Over a thousand people funnel into the entrance. Press passes hang from the necks of reporters as cameras weigh down photographers’ shoulders. Even in the dead of winter, the popcorn line flies out the door.

It was not a typical night at the movies.

On Thursday, Jan. 31, the Michigan Theatre presented a special screening of the official Sundance Film Festival selection, “The East.”

After a dragging presentation celebrating the work of Russell B. Collins, the theater’s executive director and CEO, the main event began and all was forgiven — it was worth the wait.

The film follows a group of eco-terrorists that refers to itself as “The East,” led by Benji (Alexander Skarsgard, “What Maisie Knew”) and Izzy (Ellen Page, “Touchy Feely”), who target corrupt, big-name pharmaceutical powerhouses.

Whether a company pollutes people with its dangerous drugs, or the environment with toxic waste from its industrial plants, it better watch out for a “jam”: a carefully planned attack by The East that gives the corporate top dogs a taste of their own medicine — sometimes literally.

Brit Marling (“The Company You Keep”) is Sarah, an undercover agent who joins the conniving clan to uncover its group members’ true identities and to thwart their attempts to bring down businesses.

She leads a relatively unknown cast despite a few big-name stars, but, here, the whole is greater than the sum of its parts; the actors who compose “The East” ooze chemistry and function like a family — one cohesive unit of passionate activists. Despite the “terrorist” label, their personalities and “do-gooder” intentions garner viewers’ sympathies as these eccentric environmental advocates encounter serious risk while seeking vengeance.

Marling and director Zal Batmangli (“Sound of My Voice”) offer a bold and courageous screenplay of clever quips. The Michigan Theater audience came alive as the dialogue took shots at the corporate world — remarks that scorched and mocked with force. But the largest shock of the night came off-screen when the two filmmakers revealed that the imaginative and captivating story had been derived from a real-life experience.

They held a Q&A session after the screening, led by Sundance Film Festival Program director Trevor Groth, during which they mentioned that “The East” was inspired by a summer spent traveling across the country together, trying to spend as little money as possible. They called it a “buy nothing” summer.

“We learned to train hop and dumpster dive, we slept on rooftops and we met a lot of anarchist collectives and alternative communities,” Marling said.

Batmangli described the process of picking through garbage to find his next meal.

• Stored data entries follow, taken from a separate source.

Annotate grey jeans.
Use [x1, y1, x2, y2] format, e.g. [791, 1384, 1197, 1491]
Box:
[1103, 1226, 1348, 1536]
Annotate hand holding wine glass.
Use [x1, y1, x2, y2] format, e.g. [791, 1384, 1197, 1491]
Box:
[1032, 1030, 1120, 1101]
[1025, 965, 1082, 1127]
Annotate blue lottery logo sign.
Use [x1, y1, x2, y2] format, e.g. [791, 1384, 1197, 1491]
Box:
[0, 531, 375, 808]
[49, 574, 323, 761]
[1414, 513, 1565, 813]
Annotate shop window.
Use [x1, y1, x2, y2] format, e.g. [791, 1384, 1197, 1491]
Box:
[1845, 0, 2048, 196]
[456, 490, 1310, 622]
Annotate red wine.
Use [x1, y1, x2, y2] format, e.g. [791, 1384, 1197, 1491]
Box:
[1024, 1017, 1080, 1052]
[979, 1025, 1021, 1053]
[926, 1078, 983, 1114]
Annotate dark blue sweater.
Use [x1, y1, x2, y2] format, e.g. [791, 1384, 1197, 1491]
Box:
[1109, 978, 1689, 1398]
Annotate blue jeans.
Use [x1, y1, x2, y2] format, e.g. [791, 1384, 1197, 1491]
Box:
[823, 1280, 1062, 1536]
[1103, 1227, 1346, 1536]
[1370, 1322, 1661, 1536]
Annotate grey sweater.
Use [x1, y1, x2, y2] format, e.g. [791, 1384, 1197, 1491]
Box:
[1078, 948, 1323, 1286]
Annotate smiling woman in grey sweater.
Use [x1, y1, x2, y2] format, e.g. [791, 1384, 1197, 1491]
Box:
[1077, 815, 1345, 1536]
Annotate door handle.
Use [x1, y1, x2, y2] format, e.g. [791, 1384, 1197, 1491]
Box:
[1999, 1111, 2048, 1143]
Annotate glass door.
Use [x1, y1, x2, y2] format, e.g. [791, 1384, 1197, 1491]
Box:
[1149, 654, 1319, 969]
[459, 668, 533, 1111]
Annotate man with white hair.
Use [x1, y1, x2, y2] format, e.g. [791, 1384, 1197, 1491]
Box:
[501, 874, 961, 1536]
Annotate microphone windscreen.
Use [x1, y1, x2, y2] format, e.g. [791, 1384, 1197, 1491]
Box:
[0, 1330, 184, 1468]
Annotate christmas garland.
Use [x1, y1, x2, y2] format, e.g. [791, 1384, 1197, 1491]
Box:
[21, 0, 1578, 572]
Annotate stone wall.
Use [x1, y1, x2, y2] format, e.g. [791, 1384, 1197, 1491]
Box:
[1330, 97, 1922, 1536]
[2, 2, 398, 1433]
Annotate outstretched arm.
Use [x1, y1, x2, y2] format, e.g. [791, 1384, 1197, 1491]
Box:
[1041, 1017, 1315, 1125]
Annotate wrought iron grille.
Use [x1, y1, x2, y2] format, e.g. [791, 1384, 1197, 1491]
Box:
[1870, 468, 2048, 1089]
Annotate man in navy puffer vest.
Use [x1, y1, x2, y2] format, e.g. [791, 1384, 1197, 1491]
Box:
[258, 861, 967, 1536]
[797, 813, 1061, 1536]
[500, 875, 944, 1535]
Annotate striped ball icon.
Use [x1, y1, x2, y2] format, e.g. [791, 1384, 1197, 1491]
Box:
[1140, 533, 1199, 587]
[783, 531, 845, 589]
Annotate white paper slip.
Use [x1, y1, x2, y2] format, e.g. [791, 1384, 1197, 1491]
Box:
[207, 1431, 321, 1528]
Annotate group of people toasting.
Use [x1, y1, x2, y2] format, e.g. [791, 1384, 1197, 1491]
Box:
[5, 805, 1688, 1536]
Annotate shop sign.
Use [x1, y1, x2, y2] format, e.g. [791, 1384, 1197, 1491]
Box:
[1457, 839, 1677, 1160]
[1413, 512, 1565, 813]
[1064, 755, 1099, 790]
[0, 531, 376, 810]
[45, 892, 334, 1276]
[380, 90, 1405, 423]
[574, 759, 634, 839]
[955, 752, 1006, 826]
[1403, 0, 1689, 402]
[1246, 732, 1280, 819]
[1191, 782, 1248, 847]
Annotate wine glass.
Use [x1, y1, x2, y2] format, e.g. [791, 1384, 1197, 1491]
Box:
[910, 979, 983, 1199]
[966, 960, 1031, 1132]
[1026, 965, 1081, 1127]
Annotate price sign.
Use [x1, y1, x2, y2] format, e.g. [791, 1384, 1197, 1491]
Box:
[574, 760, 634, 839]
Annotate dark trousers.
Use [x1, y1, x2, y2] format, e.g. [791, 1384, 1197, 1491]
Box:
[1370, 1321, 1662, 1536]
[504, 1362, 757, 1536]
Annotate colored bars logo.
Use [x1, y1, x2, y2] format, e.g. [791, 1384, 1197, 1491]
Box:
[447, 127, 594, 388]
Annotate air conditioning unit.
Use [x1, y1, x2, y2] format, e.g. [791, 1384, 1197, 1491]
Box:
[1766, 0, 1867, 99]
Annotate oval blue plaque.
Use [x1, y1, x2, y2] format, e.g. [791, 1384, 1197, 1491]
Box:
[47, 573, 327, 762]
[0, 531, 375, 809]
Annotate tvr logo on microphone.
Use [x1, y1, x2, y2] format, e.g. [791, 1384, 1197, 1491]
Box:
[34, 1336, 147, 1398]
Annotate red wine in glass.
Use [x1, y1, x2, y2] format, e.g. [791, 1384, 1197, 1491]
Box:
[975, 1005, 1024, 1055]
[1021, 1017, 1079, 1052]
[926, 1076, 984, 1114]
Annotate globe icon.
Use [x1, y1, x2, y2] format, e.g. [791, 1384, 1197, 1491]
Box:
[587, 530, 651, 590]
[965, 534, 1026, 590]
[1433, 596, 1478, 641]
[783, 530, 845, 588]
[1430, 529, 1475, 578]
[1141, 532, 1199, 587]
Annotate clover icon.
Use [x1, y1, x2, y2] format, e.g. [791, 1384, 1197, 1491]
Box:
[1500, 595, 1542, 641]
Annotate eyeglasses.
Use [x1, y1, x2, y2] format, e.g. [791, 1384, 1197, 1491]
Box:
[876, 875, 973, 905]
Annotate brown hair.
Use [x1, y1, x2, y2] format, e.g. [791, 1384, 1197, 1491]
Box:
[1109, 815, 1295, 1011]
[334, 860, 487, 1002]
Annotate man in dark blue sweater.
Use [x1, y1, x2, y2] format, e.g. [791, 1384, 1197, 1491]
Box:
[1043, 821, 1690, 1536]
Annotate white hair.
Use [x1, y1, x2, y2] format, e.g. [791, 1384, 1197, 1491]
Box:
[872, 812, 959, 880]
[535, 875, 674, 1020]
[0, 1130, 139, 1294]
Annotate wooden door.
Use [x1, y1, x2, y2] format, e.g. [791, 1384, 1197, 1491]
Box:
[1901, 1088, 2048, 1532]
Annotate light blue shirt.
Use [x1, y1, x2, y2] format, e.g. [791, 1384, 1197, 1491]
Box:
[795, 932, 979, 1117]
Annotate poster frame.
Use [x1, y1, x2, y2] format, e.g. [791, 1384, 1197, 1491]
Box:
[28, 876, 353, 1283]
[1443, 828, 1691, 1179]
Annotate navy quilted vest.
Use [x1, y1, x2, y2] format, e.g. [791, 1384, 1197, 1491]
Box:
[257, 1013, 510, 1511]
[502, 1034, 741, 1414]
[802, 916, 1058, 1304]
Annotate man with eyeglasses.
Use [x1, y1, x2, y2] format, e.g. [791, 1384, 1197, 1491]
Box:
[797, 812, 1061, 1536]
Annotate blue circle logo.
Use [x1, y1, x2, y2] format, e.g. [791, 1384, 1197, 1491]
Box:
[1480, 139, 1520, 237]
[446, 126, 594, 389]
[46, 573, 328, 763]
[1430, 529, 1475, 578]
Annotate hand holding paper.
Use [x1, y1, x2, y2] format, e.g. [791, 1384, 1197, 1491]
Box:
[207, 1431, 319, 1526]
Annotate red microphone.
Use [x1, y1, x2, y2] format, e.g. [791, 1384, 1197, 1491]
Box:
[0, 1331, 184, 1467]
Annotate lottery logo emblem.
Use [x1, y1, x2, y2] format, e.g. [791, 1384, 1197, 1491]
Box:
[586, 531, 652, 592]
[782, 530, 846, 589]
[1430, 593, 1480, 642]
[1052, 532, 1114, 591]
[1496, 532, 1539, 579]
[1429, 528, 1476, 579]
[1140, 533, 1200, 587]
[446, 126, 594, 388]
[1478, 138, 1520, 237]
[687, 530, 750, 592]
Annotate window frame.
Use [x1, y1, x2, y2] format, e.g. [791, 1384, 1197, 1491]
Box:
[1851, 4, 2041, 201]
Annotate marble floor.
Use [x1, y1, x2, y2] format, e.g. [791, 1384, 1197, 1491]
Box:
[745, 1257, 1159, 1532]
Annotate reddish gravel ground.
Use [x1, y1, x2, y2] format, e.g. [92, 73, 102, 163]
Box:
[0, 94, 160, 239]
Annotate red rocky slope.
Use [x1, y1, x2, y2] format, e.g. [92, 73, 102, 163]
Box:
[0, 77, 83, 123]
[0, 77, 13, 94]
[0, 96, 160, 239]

“At first, the thought of eating food from a dumpster nauseated me. I wanted to observe people doing it but I, myself, didn’t want to do it,” he said.

Then, after making a joke about the “nicer” Whole Foods and Trader Joe’s dumpsters, Batmangli got serious about the issue.

“We feel so certain that when we’re in our normal lives … eating out of a dumpster is wrong,” he said. “Then when you realize how much waste there is in the world, you ask, ‘What do we do about that? What is our responsibility for that?’ As filmmakers we wanted to ask those questions and start a dialogue.”

“The East” is a wake-up call. The film splatters “green” paint all over the audience hoping that it won’t wash off. Viewers may now think twice before they throw away a half-eaten apple or, on a larger and more destructive scale, release a harmful drug to the market or dump chemicals into a lake.

Marling and Zal have created an authentic film that showcases one of the most pressing contemporary global issues: the battle to protect and preserve the environment. It educates and inspires while it entertains; it’s art — great art — with a political purpose.

As the audience exited the Michigan Theater that night in Ann Arbor, a city famous for its balance of quality amusement and academics (not to mention its sustainability efforts), it’s safe to say they got their money’s worth.